Global analysis of N6-methyladenosine functions and its disease association using deep learning and network-based methods

Affiliations

Global analysis of N6-methyladenosine functions and its disease association using deep learning and network-based methods

Song-Yao Zhang et al. PLoS Comput Biol. .

Abstract

N6-methyladenosine (m6A) is the most abundant methylation, existing in >25% of human mRNAs. Exciting recent discoveries indicate the close involvement of m6A in regulating many different aspects of mRNA metabolism and diseases like cancer. However, our current knowledge about how m6A levels are controlled and whether and how regulation of m6A levels of a specific gene can play a role in cancer and other diseases is mostly elusive. We propose in this paper a computational scheme for predicting m6A-regulated genes and m6A-associated disease, which includes Deep-m6A, the first model for detecting condition-specific m6A sites from MeRIP-Seq data with a single base resolution using deep learning and Hot-m6A, a new network-based pipeline that prioritizes functional significant m6A genes and its associated diseases using the Protein-Protein Interaction (PPI) and gene-disease heterogeneous networks.
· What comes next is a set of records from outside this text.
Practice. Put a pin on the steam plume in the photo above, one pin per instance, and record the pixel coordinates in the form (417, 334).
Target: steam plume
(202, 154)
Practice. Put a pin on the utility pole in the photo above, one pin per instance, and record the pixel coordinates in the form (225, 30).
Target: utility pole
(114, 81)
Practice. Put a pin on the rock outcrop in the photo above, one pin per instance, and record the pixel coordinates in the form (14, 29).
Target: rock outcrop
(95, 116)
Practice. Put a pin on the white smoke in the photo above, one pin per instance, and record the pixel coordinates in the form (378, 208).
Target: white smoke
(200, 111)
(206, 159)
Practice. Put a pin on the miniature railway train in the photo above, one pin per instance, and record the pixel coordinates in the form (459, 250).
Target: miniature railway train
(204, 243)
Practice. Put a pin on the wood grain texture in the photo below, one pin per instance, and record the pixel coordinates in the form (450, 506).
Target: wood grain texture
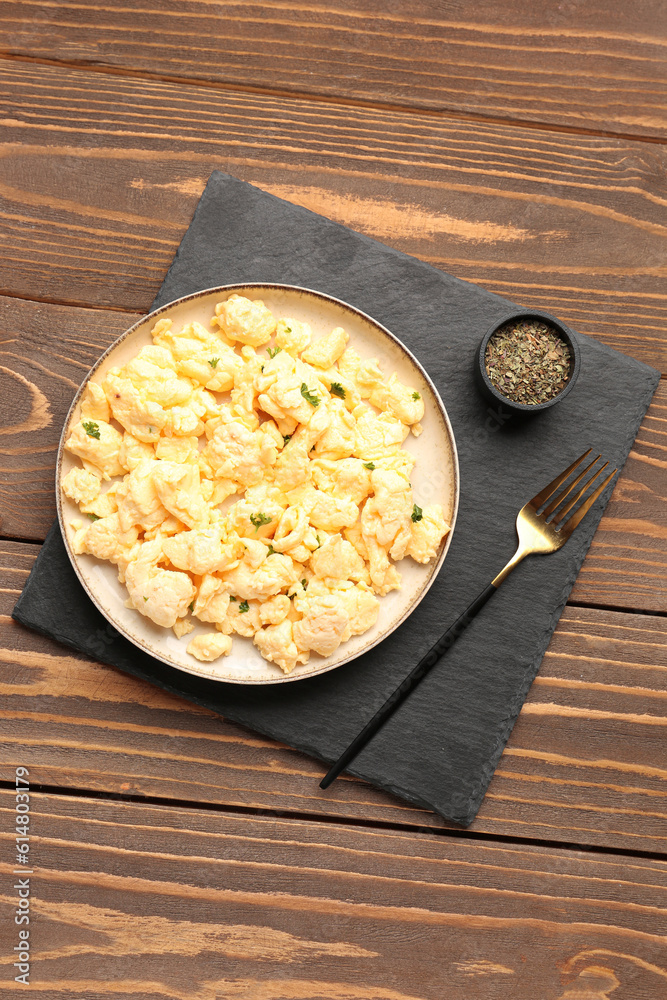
(46, 350)
(99, 176)
(571, 64)
(586, 762)
(185, 904)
We applied Deep-m6A and this pipeline to 75 MeRIP-seq human samples, which produced a compact set of 709 functionally significant m6A-regulated genes and nine functionally enriched subnetworks. The functional enrichment analysis of these genes and networks reveal that m6A targets key genes of many critical biological processes including transcription, cell organization and transport, and cell proliferation and cancer-related pathways such as Wnt pathway. The m6A-associated disease analysis prioritized five significantly associated diseases including leukemia and renal cell carcinoma. These results demonstrate the power of our proposed computational scheme and provide new leads for understanding m6A regulatory functions and its roles in diseases.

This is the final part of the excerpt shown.